SethTisue · June 15, 2025, 7:22pm

It appears you left out the -s before the Ds.

SethTisue · June 15, 2025, 7:25pm

This can be separated into two parts:

Is the system property actually being set in the JVM process in question?
Is the system property having the effect you intended?

It’s important to determine which part is the point of failure.

You can distinguish the two by inserting something like println(sys.props("scala.concurrent.context.numThreads")) into the code you’re running.

beyondpie · June 16, 2025, 1:20am

@SethTisue Thanks for your reply!

It appears you left out the -s before the Ds.

Yes, I’ve updated it. Thanks. But the result is not changed.

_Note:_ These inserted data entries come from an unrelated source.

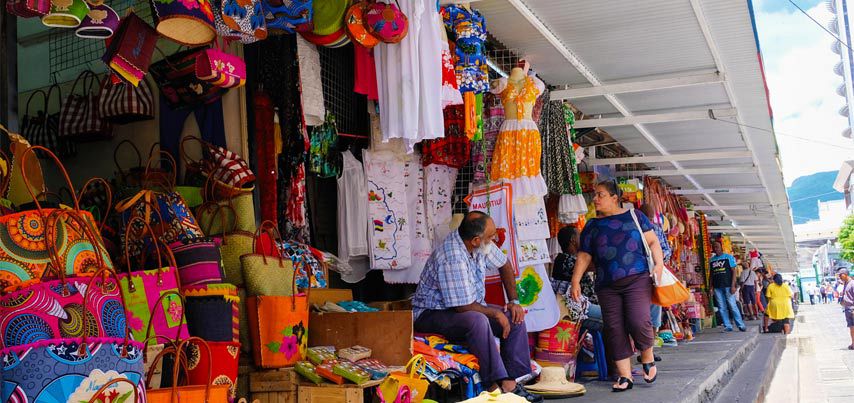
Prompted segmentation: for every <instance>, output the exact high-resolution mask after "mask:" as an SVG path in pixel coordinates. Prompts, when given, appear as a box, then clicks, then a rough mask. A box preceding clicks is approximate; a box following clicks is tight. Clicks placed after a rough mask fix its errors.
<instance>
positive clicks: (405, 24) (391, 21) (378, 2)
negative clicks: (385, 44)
mask: <svg viewBox="0 0 854 403" xmlns="http://www.w3.org/2000/svg"><path fill="white" fill-rule="evenodd" d="M365 25H366V26H367V28H368V32H370V33H371V34H372V35H374V36H375V37H377V39H379V40H381V41H383V42H385V43H399V42H400V41H402V40H403V38H405V37H406V33H407V32H408V30H409V19H407V18H406V15H405V14H403V12H402V11H400V3H398V2H397V0H395V1H394V4H392V3H383V2H374V3H371V4H370V5H369V6H368V9H367V11H366V12H365Z"/></svg>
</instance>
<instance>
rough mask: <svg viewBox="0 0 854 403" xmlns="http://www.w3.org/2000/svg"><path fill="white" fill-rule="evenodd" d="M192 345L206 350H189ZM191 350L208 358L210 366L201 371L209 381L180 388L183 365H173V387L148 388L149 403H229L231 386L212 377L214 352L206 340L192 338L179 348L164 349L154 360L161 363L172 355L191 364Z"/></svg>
mask: <svg viewBox="0 0 854 403" xmlns="http://www.w3.org/2000/svg"><path fill="white" fill-rule="evenodd" d="M190 343H195V344H196V345H197V347H201V346H204V349H202V348H199V349H197V350H192V349H189V348H187V347H188V346H189V344H190ZM191 350H192V351H197V352H198V353H199V354H200V355H205V356H206V358H207V362H208V364H210V365H209V366H208V367H207V368H202V369H200V371H202V373H204V374H206V375H207V377H206V378H207V379H202V381H201V383H194V384H191V385H187V386H178V382H177V380H178V379H179V371H180V370H181V368H182V367H183V365H173V366H172V367H173V369H172V380H173V383H172V386H171V387H168V388H159V389H152V388H151V387H150V385H149V387H148V388H146V389H147V390H146V393H145V394H146V398H147V401H148V403H177V402H205V403H226V402H228V401H229V389H230V388H229V385H228V384H224V383H219V382H216V379H215V378H213V376H212V374H213V372H214V371H213V367H212V364H213V352H212V350H211V348H210V346H209V345H208V343H207V342H205V341H204V340H202V339H200V338H198V337H190V338H188V339H186V340H184V341H182V342H181V343H180V344H178V346H177V347H168V348H166V349H164V350H163V351H162V352H161V353H160V354H158V355H157V357H155V358H154V360H155V361H159V360H162V359H163V357H164V356H165V355H167V354H172V355H175V360H174V361H175V362H181V361H182V360H183V361H186V362H188V363H189V362H190V361H192V360H193V358H192V357H190V356H189V352H190V351H191ZM202 350H204V351H202ZM199 362H201V360H199Z"/></svg>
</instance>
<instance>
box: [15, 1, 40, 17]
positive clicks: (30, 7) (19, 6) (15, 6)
mask: <svg viewBox="0 0 854 403" xmlns="http://www.w3.org/2000/svg"><path fill="white" fill-rule="evenodd" d="M6 11H8V12H9V14H12V15H16V16H18V17H21V18H34V17H41V16H44V15H45V14H47V13H49V12H50V0H6Z"/></svg>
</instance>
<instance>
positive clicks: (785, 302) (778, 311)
mask: <svg viewBox="0 0 854 403" xmlns="http://www.w3.org/2000/svg"><path fill="white" fill-rule="evenodd" d="M765 294H766V296H767V297H768V309H766V310H765V317H764V318H763V319H762V328H763V329H764V331H765V332H766V333H767V332H768V320H769V319H770V320H773V321H774V322H775V323H777V324H778V326H779V325H780V324H782V331H783V334H789V332H790V331H791V326H792V325H791V324H790V321H791V320H792V319H794V318H795V311H794V310H793V309H792V295H793V294H792V289H791V287H789V285H788V284H784V283H783V276H781V275H780V274H779V273H777V274H775V275H774V282H773V283H771V284H770V285H769V286H768V291H766V293H765Z"/></svg>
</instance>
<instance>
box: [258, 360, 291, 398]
mask: <svg viewBox="0 0 854 403" xmlns="http://www.w3.org/2000/svg"><path fill="white" fill-rule="evenodd" d="M297 386H298V379H297V373H296V372H294V370H293V369H291V368H284V369H274V370H263V371H255V372H252V373H250V374H249V392H250V394H251V398H252V401H253V402H254V401H255V400H258V402H259V403H296V402H297Z"/></svg>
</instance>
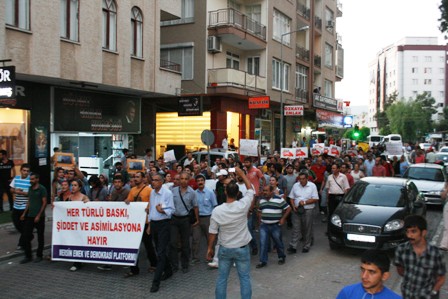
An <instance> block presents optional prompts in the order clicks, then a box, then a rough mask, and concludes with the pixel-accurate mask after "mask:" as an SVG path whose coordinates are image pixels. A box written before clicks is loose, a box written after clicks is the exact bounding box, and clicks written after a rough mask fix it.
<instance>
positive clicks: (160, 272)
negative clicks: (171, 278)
mask: <svg viewBox="0 0 448 299" xmlns="http://www.w3.org/2000/svg"><path fill="white" fill-rule="evenodd" d="M163 183H164V180H163V176H162V175H161V174H156V175H155V176H154V177H153V178H152V188H153V190H152V192H151V201H150V202H149V203H148V212H149V216H148V220H149V224H150V225H149V227H148V231H147V234H151V235H152V236H153V238H154V244H155V245H156V251H157V257H158V260H157V267H156V271H155V272H154V278H153V280H152V286H151V289H150V292H151V293H156V292H158V291H159V288H160V281H162V280H166V279H168V278H170V277H171V276H172V275H173V271H172V269H171V262H170V259H169V257H168V250H169V245H170V221H171V215H172V214H173V212H174V203H173V193H171V191H170V190H168V188H162V186H163Z"/></svg>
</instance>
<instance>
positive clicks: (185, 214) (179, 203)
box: [171, 186, 198, 217]
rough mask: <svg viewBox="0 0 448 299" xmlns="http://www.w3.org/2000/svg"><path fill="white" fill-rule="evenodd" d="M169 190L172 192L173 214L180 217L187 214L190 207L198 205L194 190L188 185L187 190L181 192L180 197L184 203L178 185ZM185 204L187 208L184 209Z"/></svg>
mask: <svg viewBox="0 0 448 299" xmlns="http://www.w3.org/2000/svg"><path fill="white" fill-rule="evenodd" d="M171 192H173V202H174V208H175V211H174V216H178V217H182V216H187V215H188V213H189V212H190V210H191V209H193V208H194V207H197V206H198V201H197V200H196V192H195V191H194V190H193V188H191V187H190V186H188V187H187V191H186V192H185V193H183V194H182V199H183V200H184V202H185V205H184V204H183V203H182V199H181V196H180V187H174V188H173V189H172V190H171ZM185 206H187V209H188V210H187V209H185Z"/></svg>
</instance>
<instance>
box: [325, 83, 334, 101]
mask: <svg viewBox="0 0 448 299" xmlns="http://www.w3.org/2000/svg"><path fill="white" fill-rule="evenodd" d="M324 96H326V97H329V98H332V97H333V82H331V81H330V80H327V79H325V82H324Z"/></svg>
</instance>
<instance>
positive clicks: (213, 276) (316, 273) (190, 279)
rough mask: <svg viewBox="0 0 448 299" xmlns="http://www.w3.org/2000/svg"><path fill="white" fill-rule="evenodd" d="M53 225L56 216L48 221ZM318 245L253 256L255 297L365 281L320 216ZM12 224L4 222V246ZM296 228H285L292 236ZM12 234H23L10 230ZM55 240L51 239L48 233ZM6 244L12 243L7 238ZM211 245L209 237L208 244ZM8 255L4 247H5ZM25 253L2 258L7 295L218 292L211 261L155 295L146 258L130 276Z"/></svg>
mask: <svg viewBox="0 0 448 299" xmlns="http://www.w3.org/2000/svg"><path fill="white" fill-rule="evenodd" d="M427 218H428V221H429V225H430V238H431V239H432V238H434V240H435V242H439V239H440V220H441V212H440V210H437V209H436V210H434V209H431V210H430V211H429V212H428V215H427ZM47 224H48V225H47V228H48V227H49V226H50V225H51V221H49V222H48V223H47ZM315 225H316V227H315V228H316V230H315V245H314V246H313V247H312V250H311V251H310V252H309V253H307V254H303V253H297V254H294V255H288V257H287V259H286V264H285V265H283V266H279V265H277V263H276V260H277V258H276V256H275V255H274V254H272V253H271V254H270V255H269V259H270V260H269V263H268V267H266V268H263V269H256V268H255V265H256V264H257V263H258V259H257V257H252V271H251V274H252V284H253V298H305V299H320V298H325V299H326V298H335V297H336V295H337V293H338V292H339V290H340V289H341V288H342V287H343V286H344V285H347V284H352V283H356V282H358V281H359V278H358V276H359V258H360V254H361V251H359V250H348V249H346V250H337V251H332V250H330V249H329V247H328V241H327V239H326V237H325V235H324V232H325V225H324V224H322V223H321V222H320V217H318V218H317V219H316V221H315ZM6 231H7V230H6V229H3V231H2V229H1V228H0V240H1V241H0V242H1V245H2V246H0V247H1V248H3V247H4V246H3V245H4V240H5V239H4V238H3V236H5V234H6ZM289 234H290V231H288V230H286V229H285V231H284V240H285V241H287V240H289ZM9 235H10V237H11V236H14V237H17V235H15V234H9ZM47 240H48V241H49V239H47ZM5 245H6V244H5ZM202 245H203V248H204V247H205V242H204V243H203V244H202ZM2 255H3V253H2ZM21 258H22V256H16V257H11V256H9V258H8V259H3V260H2V261H1V262H0V277H1V279H0V294H1V295H0V297H2V298H143V297H146V296H150V297H151V298H176V299H177V298H179V299H180V298H213V297H214V285H215V280H216V276H217V270H210V269H208V268H207V265H206V263H205V262H204V263H201V264H199V265H195V266H192V267H191V270H190V272H189V273H187V274H182V273H179V272H178V273H176V274H175V275H174V276H173V278H171V279H169V280H168V281H165V282H162V284H161V288H160V291H159V292H158V293H156V294H151V295H149V288H150V286H151V281H152V275H153V274H150V273H147V272H146V271H144V270H145V269H146V268H147V267H148V263H147V261H146V260H145V259H144V258H142V259H141V260H142V262H141V269H142V270H143V271H141V274H140V275H138V276H136V277H132V278H128V279H124V278H123V274H124V273H125V272H126V271H127V269H124V268H123V267H121V266H114V268H113V270H112V271H107V272H103V271H100V270H98V269H97V268H96V266H97V265H95V264H86V265H85V266H84V267H83V268H82V269H81V270H79V271H78V272H74V273H72V272H69V271H68V269H69V268H70V265H71V264H70V263H65V262H50V261H43V262H41V263H38V264H35V263H29V264H25V265H20V264H18V262H19V261H20V259H21ZM399 284H400V277H399V276H398V275H397V274H396V271H395V269H394V270H393V271H392V277H391V279H389V281H388V282H387V285H388V286H389V287H390V288H392V289H394V290H395V291H397V292H399ZM239 297H240V296H239V282H238V278H237V276H236V270H232V272H231V276H230V281H229V287H228V298H239ZM441 298H448V283H447V284H445V286H444V288H443V289H442V296H441Z"/></svg>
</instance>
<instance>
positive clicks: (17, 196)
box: [9, 175, 31, 210]
mask: <svg viewBox="0 0 448 299" xmlns="http://www.w3.org/2000/svg"><path fill="white" fill-rule="evenodd" d="M30 186H31V183H30V177H29V176H28V177H26V178H24V179H22V177H21V176H20V175H17V176H16V177H15V178H14V179H13V180H12V182H11V184H10V185H9V187H11V188H14V189H21V190H22V191H23V192H28V190H29V189H30ZM15 196H16V198H15V200H14V209H16V210H25V208H26V203H27V202H28V196H27V195H20V194H16V195H15Z"/></svg>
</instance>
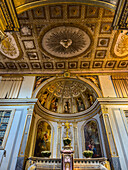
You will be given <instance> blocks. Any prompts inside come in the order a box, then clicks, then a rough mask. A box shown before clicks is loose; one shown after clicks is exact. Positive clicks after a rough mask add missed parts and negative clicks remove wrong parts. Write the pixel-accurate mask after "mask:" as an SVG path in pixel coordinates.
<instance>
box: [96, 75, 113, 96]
mask: <svg viewBox="0 0 128 170" xmlns="http://www.w3.org/2000/svg"><path fill="white" fill-rule="evenodd" d="M99 81H100V86H101V90H102V93H103V97H116V93H115V90H114V86H113V84H112V80H111V76H109V75H105V76H99Z"/></svg>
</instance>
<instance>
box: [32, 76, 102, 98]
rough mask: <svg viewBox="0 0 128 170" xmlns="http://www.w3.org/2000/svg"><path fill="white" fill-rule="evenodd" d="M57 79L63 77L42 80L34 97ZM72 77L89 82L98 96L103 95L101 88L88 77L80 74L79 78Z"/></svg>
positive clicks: (84, 81) (55, 77)
mask: <svg viewBox="0 0 128 170" xmlns="http://www.w3.org/2000/svg"><path fill="white" fill-rule="evenodd" d="M57 79H62V77H60V78H57V77H52V78H50V79H48V80H46V81H44V82H42V83H41V84H40V85H39V86H38V87H37V88H36V89H35V91H34V92H33V95H32V98H36V96H37V94H38V92H39V91H40V90H41V89H42V88H43V87H44V86H45V85H46V84H48V83H50V82H51V81H53V80H57ZM72 79H76V80H81V81H83V82H85V83H87V84H88V85H90V86H91V87H92V88H93V89H94V91H95V92H96V93H97V95H98V97H102V93H101V91H100V89H99V88H98V87H97V86H96V85H95V84H94V83H93V82H91V81H90V80H88V79H86V78H83V77H79V76H78V78H72Z"/></svg>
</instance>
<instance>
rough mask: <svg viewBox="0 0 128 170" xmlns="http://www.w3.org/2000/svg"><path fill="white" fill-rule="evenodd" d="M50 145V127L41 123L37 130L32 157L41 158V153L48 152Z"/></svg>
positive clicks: (49, 148) (44, 123) (50, 128)
mask: <svg viewBox="0 0 128 170" xmlns="http://www.w3.org/2000/svg"><path fill="white" fill-rule="evenodd" d="M50 143H51V127H50V125H49V124H48V123H47V122H45V121H41V122H40V123H39V125H38V128H37V137H36V146H35V153H34V156H36V157H41V151H50Z"/></svg>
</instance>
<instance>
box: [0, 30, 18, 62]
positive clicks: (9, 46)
mask: <svg viewBox="0 0 128 170" xmlns="http://www.w3.org/2000/svg"><path fill="white" fill-rule="evenodd" d="M6 36H7V37H6V38H5V39H4V40H3V41H2V42H1V43H0V52H1V53H2V54H3V55H4V56H6V57H7V58H9V59H18V58H19V57H20V56H21V49H20V47H19V45H18V42H17V37H16V36H13V35H12V34H11V33H8V32H7V33H6Z"/></svg>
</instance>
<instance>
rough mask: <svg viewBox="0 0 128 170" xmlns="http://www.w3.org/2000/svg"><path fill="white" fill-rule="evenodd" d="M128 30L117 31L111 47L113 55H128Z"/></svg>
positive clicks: (119, 56)
mask: <svg viewBox="0 0 128 170" xmlns="http://www.w3.org/2000/svg"><path fill="white" fill-rule="evenodd" d="M127 33H128V31H127V30H126V31H123V32H121V33H119V32H117V33H116V35H115V37H114V40H113V44H112V47H111V54H112V55H113V57H120V58H123V57H127V56H128V35H127Z"/></svg>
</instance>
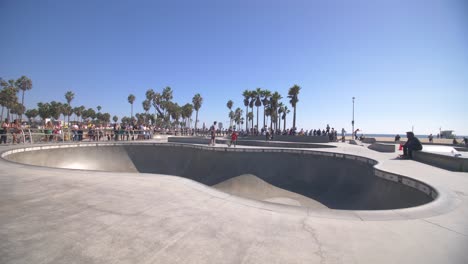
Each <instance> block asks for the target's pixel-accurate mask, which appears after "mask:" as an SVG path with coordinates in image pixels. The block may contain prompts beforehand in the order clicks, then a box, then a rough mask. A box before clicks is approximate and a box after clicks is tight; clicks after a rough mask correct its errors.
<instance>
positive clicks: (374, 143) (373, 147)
mask: <svg viewBox="0 0 468 264" xmlns="http://www.w3.org/2000/svg"><path fill="white" fill-rule="evenodd" d="M368 148H369V149H372V150H375V151H378V152H395V145H393V144H382V143H373V144H371V145H369V147H368Z"/></svg>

println(sys.props("scala.concurrent.context.numThreads"))

It says:

[info] running (fork) controlParallelCollection
[info] 2

So I think the system property actually is set. I am using Scala 3.7.1, Jdk 22.0.1-internal 2024-04-16. Not sure if this affects the results?

SethTisue · June 16, 2025, 1:54am

My own observation aligns with Som’s. If I do this:

% scala --dep org.scala-lang.modules::scala-parallel-collections:1.2.0 \
-Dscala.concurrent.context.maxThreads=2 
Welcome to Scala 3.7.0 (21.0.7, Java OpenJDK 64-Bit Server VM).
Type in expressions for evaluation. Or try :help.
                                                                                                    
scala> import scala.collection.parallel.CollectionConverters._
                                                                                                    
scala> List.fill(500)(0).par.map(_ => while(true) {})

I see 200% CPU usage in MacOS’s Activity Monitor, as expected.

And if I leave out the -Dscala.concurrent.context.maxThreads=2, then I get much higher CPU usage — around 1150%.

Note that my experience shows that it’s sufficient to set maxThreads only.

I think you need to:

Verify that you are able to reproduce my results yourself, using the reproduction steps shown above
Do some investigating and apply some rigor to the problem and figure out what it is that you are doing differently

Having me, Rex, and Som all try to guess what might be going on in your code that we haven’t seen — well, that just doesn’t seem to be working. Or rather, we have seem to have made some progress, but not all the way to a solution.

beyondpie · June 16, 2025, 2:35am

@SethTisue Thanks! I can reproduce your results! I will look into my codes. Thanks again!